Rippling is a workforce management system that eliminates the friction of running a business, combining HR, IT, and Finance apps on a unified data platform. Rippling’s mission is to free up intelligent people to work on hard problems.

Existing Stack

Rippling uses a modular monolith architecture with different Docker entrypoints for multiple services and background jobs. These components are managed within a single, large, multi-tenant production cluster on Amazon Elastic Kubernetes Service (Amazon EKS per region), on a scale of over 1000 nodes. Rippling’s infra stack consists of:

• Karpenter for cluster autoscaling – a flexible, high-performance Kubernetes cluster autoscaler making sure of optimal compute capacity.
• Horizontal Pod Autoscaler for scaling Kubernetes pods based on demand.
• KEDA, an event-driven autoscaler for scaling background job processing containers based on event volume.
• IAM Roles for Service Accounts (IRSA) provide temporary AWS Identity and Access Management (IAM) credentials to the Kubernetes pod, enabling access to AWS resources such as Amazon Simple Storage Service (Amazon S3) buckets, etc.
• Argo CD, an open-source, GitOps continuous delivery tool, deploys applications and add-on software to the Kubernetes cluster.
• AWS Load Balancer Controller exposes Kubernetes services to end-users.
• TargetGroupBinding Custom Resource binds pods to Application Load Balancer (ALB) target groups.
• Amazon EKS managed node groups spanning across multiple Availability Zones (AZs).
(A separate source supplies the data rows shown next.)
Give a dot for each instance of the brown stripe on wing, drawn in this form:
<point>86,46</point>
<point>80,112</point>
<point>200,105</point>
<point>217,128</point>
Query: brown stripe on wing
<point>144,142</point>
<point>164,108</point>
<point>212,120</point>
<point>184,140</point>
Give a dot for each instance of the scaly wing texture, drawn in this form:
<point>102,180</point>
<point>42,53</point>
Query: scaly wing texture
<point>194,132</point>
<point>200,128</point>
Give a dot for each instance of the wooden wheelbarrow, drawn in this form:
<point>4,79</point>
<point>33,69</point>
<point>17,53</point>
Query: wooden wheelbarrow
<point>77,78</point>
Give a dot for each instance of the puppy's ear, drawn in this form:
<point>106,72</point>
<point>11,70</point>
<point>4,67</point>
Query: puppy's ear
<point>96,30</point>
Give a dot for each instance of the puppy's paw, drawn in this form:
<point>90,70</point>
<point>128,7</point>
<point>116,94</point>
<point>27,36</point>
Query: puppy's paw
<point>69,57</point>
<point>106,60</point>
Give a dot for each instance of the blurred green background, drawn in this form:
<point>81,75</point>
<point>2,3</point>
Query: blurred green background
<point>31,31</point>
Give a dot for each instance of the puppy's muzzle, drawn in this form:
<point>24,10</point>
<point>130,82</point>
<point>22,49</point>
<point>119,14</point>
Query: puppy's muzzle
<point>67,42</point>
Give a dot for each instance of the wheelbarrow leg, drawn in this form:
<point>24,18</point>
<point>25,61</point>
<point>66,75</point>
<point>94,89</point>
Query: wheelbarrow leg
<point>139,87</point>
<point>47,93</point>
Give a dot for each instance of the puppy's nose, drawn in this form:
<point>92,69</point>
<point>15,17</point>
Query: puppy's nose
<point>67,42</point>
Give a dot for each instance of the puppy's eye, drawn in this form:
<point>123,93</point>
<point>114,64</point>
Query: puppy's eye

In addition to these technologies, we were using Cilium CNI for controlling network traffic between pods. However, we were running into challenges with this part of our stack, so we decided to look for the following alternatives.

Figure 1: High level architecture of Rippling

Challenges

As Amazon EKS version 1.23 approached end-of-life, upgrading to v1.27 became imperative. However, during our initial attempts at upgrading to v1.24 in our non-production environment, we encountered a significant hurdle. New nodes running Cilium failed to join the cluster, increasing our downtime and requiring operational work on the CNI plugin.

As a company, we prioritize using managed services to streamline operations and focus on adding value to our business. This Kubernetes upgrade task gave us an opportunity to look at alternatives that would be easier to maintain. We saw that AWS had just announced the VPC CNI support for k8s network policies using eBPF. We realized that migrating to this solution would enable us to replace our third-party networking add-on and solely rely on VPC CNI for both cluster networking and network policy implementation. This change would help reduce the overhead of managing operational software needed for cluster networking.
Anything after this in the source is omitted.